The cost and impact of cybercrime are climbing by around 15% every year, according to a 2020 report in Cybercrime Magazine, and is expected to cost $10,5 trillion globally by 2025. This makes cybercrime, they argue, more profitable than the global illegal drug trade.
The real costs are far greater though, both broadly and to individual companies, as these funds represent lost investment and innovation, and companies increasingly face stringent fines for personal data losses under regulations such as the General Data Protection Regulation (EU GDPR) and Protection of Personal Information (PoPI) Act.
The human layer
All it takes is a chink in the armour, warns John Ward, SME of Cloud Business for Africa at Fortinet, and this can be through human error, misconfiguration, permissions-based or sheer brute force attacks. This is why he likens solid data security strategy to a South African staple – the humble braaied onion.
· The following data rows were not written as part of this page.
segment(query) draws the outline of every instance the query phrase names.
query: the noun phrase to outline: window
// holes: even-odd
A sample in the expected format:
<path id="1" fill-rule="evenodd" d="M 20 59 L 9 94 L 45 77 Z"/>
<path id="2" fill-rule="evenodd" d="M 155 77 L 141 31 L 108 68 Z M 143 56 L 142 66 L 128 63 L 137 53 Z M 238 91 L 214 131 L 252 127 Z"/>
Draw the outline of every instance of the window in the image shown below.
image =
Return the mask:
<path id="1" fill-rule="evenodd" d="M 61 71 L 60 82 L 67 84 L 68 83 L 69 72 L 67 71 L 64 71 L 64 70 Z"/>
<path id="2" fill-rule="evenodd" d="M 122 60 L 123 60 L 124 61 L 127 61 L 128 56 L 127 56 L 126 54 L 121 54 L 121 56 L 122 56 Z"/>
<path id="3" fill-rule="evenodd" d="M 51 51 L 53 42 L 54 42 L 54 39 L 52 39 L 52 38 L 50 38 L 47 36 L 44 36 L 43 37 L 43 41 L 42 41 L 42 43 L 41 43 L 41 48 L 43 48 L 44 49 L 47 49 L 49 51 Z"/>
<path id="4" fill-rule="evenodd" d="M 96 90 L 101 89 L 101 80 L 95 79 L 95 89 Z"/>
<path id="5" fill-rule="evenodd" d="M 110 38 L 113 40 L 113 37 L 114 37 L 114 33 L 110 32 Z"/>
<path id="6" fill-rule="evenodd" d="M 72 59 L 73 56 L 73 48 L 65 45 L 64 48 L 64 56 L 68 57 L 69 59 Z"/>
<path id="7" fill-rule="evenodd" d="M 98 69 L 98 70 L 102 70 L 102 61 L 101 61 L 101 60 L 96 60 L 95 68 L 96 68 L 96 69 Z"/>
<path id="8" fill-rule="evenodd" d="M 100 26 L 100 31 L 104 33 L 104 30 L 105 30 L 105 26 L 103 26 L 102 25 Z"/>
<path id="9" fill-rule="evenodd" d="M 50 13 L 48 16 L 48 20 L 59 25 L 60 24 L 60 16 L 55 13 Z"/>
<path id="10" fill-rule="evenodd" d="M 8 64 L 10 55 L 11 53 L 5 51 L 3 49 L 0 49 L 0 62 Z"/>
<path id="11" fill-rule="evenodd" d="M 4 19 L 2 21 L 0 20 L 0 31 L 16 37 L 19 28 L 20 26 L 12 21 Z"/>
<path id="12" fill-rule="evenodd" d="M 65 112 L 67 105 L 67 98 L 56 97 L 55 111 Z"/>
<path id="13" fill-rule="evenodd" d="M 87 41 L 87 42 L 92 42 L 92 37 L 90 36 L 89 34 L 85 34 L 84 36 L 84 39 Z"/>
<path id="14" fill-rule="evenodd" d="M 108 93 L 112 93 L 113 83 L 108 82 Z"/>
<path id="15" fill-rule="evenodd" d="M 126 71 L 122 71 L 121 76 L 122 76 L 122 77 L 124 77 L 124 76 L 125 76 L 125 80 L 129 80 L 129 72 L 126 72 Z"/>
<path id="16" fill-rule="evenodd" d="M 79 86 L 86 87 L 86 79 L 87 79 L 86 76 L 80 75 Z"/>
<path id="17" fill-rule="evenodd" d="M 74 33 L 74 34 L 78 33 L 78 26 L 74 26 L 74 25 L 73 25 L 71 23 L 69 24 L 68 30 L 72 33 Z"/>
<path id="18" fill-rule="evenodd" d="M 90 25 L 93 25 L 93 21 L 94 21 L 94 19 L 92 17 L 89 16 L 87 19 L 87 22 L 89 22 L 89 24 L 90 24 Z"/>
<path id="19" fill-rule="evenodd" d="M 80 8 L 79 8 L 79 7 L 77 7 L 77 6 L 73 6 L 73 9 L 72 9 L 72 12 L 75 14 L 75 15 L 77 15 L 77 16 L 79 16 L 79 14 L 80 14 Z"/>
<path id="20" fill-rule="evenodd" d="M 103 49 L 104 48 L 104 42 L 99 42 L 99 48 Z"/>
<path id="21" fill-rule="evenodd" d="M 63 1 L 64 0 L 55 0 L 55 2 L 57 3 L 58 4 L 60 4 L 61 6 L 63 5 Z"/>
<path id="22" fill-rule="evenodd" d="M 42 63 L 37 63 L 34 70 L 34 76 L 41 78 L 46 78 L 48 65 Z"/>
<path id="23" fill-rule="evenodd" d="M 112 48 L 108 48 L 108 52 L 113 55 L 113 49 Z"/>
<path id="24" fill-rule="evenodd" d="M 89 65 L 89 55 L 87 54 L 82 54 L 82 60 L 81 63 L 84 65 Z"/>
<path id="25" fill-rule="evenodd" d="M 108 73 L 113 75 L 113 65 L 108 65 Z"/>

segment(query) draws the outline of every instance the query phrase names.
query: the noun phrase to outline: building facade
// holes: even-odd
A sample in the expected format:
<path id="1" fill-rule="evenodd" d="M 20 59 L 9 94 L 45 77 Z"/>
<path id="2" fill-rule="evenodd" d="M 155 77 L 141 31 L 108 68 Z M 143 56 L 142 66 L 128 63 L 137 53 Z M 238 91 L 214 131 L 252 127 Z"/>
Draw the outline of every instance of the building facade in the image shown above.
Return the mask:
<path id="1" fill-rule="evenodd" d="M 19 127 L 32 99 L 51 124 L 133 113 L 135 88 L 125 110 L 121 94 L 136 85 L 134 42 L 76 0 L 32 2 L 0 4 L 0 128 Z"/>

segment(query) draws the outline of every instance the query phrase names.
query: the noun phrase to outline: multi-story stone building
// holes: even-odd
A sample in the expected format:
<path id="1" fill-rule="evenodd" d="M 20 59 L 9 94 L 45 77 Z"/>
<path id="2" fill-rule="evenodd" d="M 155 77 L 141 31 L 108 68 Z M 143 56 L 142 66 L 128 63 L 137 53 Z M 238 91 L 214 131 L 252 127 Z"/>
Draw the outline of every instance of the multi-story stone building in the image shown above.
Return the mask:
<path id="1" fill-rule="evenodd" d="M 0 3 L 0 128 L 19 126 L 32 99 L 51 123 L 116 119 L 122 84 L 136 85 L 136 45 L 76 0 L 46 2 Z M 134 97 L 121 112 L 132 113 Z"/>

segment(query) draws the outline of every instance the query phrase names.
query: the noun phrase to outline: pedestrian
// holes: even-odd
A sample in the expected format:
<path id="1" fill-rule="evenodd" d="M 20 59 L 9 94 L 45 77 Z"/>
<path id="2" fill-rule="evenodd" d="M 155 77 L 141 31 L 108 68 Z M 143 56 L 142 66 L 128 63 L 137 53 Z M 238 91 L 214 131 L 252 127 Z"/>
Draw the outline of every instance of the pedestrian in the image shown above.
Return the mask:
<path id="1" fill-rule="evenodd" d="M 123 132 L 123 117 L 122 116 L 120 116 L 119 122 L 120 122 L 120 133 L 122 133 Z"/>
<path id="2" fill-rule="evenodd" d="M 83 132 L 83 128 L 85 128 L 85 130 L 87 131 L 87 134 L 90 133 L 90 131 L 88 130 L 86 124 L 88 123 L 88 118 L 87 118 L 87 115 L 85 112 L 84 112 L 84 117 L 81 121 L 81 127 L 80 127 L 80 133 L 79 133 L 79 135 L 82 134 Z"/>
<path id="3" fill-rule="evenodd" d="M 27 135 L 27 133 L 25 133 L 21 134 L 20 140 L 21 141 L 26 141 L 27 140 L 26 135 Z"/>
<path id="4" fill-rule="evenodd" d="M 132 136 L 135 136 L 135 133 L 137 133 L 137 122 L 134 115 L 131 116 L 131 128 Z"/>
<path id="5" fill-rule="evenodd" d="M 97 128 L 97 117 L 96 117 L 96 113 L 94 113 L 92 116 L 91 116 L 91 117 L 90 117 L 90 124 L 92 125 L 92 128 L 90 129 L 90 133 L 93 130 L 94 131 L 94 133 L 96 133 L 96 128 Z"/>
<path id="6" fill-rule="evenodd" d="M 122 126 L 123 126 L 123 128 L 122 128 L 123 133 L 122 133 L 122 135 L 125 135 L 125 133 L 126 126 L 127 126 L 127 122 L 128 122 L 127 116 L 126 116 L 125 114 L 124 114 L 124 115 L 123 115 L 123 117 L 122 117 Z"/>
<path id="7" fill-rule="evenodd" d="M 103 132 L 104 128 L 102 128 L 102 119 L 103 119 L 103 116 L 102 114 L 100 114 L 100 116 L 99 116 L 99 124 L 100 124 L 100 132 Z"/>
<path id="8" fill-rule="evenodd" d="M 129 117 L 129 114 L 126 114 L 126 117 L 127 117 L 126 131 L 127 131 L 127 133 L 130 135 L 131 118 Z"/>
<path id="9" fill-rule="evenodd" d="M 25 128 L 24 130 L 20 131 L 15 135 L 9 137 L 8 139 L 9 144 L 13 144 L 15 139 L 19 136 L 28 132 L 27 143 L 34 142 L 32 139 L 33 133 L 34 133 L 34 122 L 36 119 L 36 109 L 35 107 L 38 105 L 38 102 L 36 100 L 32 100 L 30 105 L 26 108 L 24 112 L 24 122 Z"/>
“The outer edge gets the most heat through the tinfoil when you’re cooking it,” Ward explains. “At the centre is the soft part – valuable data – and you have to have multiple layers of protection around that sweet, sweet data. Hacked or – worse – lost, our data is incredibly valuable. This is why you need prevention tactics, and training on human error and how this can be exploited.”
User education – training on cyber threats and the kinds of tactics used by bad actors – is a key protection layer, and one that is particularly valuable because people are inherently fallible, Ward says. The users of your systems are vulnerable to phishing, spear-phishing and social-engineering attacks. Even if your security professionals are “jaded and grumpy”, Ward jokes, the outgoing nature of your sales staff (as just one example), their keenness to establish relationships, to be helpful, has been exploited since time immemorial.
“And what about a systems administrator who is having a bad day, who makes a simple error in a moment of distraction?”, Ward asks. These kinds of lapses are so relatable, but they also render the “human layer” susceptible to breaches.